Once upon a time in Imperial Russia, a grand celebration was held to commemorate 300 years of Romanov rule. Visiting dignitaries from across Europe stood awestruck by the sheer number of faithful subjects gathered outside the Winter Palace. A luxurious ball was thrown and the hall was awash with a sea of furs, jewels and tiaras, blushing young maidens, gallant young lads, rich foods, lilting music, and much merry-making. This feast for the senses could only be described as a fairytale—a Russian Fairytale—owing to the intensity of its grandeur. But underneath the pomp and circumstance, unrest and resentment were simmering and had been simmering for a while in the secret corners of politics.
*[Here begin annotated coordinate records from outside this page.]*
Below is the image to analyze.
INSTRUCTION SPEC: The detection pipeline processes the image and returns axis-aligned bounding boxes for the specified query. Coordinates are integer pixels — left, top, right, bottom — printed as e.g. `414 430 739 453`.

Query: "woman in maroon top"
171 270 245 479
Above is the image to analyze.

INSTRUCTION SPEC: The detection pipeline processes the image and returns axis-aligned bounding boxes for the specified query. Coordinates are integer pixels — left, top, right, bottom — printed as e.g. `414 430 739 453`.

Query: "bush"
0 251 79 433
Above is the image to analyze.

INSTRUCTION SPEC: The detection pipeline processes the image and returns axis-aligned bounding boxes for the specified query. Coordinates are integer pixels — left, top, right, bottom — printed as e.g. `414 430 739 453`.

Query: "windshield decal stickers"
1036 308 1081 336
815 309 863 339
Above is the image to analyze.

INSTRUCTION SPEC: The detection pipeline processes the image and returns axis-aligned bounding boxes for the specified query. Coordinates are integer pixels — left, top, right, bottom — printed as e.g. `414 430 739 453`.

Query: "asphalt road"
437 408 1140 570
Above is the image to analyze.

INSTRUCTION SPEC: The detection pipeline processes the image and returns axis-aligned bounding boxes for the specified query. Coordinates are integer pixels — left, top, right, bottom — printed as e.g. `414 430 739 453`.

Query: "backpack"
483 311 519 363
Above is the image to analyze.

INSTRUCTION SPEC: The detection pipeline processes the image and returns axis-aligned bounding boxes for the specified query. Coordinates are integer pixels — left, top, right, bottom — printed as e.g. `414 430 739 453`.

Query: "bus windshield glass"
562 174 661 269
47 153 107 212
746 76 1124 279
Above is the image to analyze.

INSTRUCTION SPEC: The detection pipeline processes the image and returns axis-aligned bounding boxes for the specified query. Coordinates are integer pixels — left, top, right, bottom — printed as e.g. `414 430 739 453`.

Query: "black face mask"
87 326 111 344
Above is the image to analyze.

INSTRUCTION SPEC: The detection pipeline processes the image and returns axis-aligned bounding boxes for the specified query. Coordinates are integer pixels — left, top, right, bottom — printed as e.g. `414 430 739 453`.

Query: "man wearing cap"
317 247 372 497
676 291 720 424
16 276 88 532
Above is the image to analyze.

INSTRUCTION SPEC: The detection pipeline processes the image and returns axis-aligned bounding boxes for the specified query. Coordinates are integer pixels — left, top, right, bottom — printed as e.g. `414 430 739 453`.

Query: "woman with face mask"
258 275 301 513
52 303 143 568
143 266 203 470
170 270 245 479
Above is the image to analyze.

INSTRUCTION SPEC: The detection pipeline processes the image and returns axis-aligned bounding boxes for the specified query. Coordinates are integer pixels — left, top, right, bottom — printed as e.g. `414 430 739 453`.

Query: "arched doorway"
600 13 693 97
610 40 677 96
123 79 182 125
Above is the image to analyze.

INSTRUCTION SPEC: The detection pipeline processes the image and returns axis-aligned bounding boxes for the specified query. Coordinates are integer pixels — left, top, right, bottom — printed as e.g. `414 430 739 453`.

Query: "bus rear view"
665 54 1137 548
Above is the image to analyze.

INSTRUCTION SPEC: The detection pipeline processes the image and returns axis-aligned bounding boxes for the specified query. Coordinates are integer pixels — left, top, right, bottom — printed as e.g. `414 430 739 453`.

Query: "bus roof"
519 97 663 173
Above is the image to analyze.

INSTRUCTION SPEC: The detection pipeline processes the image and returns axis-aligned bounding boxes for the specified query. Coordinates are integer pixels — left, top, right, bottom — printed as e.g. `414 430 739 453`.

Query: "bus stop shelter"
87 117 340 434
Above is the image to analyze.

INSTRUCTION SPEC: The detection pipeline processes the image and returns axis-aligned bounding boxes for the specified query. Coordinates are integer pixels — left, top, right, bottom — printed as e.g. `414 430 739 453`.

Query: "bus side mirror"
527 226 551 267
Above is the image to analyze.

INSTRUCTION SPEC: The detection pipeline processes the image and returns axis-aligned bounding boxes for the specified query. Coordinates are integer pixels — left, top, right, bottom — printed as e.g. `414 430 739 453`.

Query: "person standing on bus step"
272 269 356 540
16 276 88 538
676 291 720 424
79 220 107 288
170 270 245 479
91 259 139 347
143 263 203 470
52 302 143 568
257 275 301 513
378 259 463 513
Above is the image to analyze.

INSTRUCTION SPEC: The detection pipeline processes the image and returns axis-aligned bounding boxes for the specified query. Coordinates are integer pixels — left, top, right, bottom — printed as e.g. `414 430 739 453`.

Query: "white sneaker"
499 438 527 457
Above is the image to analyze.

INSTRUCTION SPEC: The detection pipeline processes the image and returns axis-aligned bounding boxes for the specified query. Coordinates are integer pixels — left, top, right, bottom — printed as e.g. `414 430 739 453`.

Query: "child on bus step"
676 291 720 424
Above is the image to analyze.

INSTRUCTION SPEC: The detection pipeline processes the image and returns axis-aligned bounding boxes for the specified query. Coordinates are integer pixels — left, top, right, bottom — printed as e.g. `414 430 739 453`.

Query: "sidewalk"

It boiled over into such chaos a short four years later that Tsar Nicholas II, the supposed representation of God Himself on earth, was forced to abdicate the throne.

The fairytale was over.

The tsar sought for protection from his cousin, the look-alike King George V of Great Britain. It was granted. But in the UK, news of asylum generated outrage by the Labor and liberal parties. Cousin George feared he might be met with the same fate as Nicky, and so, the offer of asylum was rescinded. Meanwhile, to protect the Imperial Family from the wolves of revolution, Kerensky’s provincial government whisked them to the Urals during the winter of 1917. The idea was to evacuate the family abroad through Japan once spring came. But the Red Tide was fierce, and the last ruling Romanovs became political prisoners of the Bolsheviks.

100 years ago, in the pre-dawn hours of July 17th, 1918, the Romanovs and a few faithful servants were corralled into the basement of a “house of special purpose”. Here is where historians disagree as to the proceeding events. However, the general consensus is that Nicky and Alix, and their five children, Olga, Tatiana, Maria, Anastasia, and Alexei, were assassinated by the Bolsheviks under the order of Vladimir Lenin. To Lenin, for a one-party communist dictatorship to live, an absolute monarchy had to die.

Here is where the chorus of if-onlys cries out in lamentation. If only the Czechoslovak Legion had reached the Romanovs a week earlier… If only the disorganized White Army, whose canons were within earshot of the Romanovs, had stormed Ekaterinburg… If only Cousin George had a stiffer resolve… If only they had survived.

One might call it fate, a build-up of missed opportunities, or a series of unfortunate events: Nicholas was unprepared to perform the duties of the Tsar upon the death of his father, Alexander III; he fell in love and married a German princess whose family was openly anti-Russian; he dithered in calling for peace during the Russo-Japanese War when defeat was inevitable; he hid behind palace walls when peasants and workers rioted for better working conditions and wages; he tolerated Rasputin’s seemingly ubiquitous presence with his family, which fanned negative press; he entered his woefully unprepared and outdated army into WWI where they were soundly beaten by the Germans on the Eastern Front; and he watched helplessly as a severe winter caused food shortages and riots on an already collapsing government in 1917. By this point, even the officers of the Imperial army were loath to remain loyal to the Tsar, and the spirit of revolution was flying strong and high.

Was it deserved? Was it necessary? To depose of their emperor is largely traumatic for a nation whose diverse people no longer have a common figure to rally behind. It brought an abrupt end to centuries of tradition, and curtailed a possible future in which Russia may have evolved into the Eastern mirror of Great Britain.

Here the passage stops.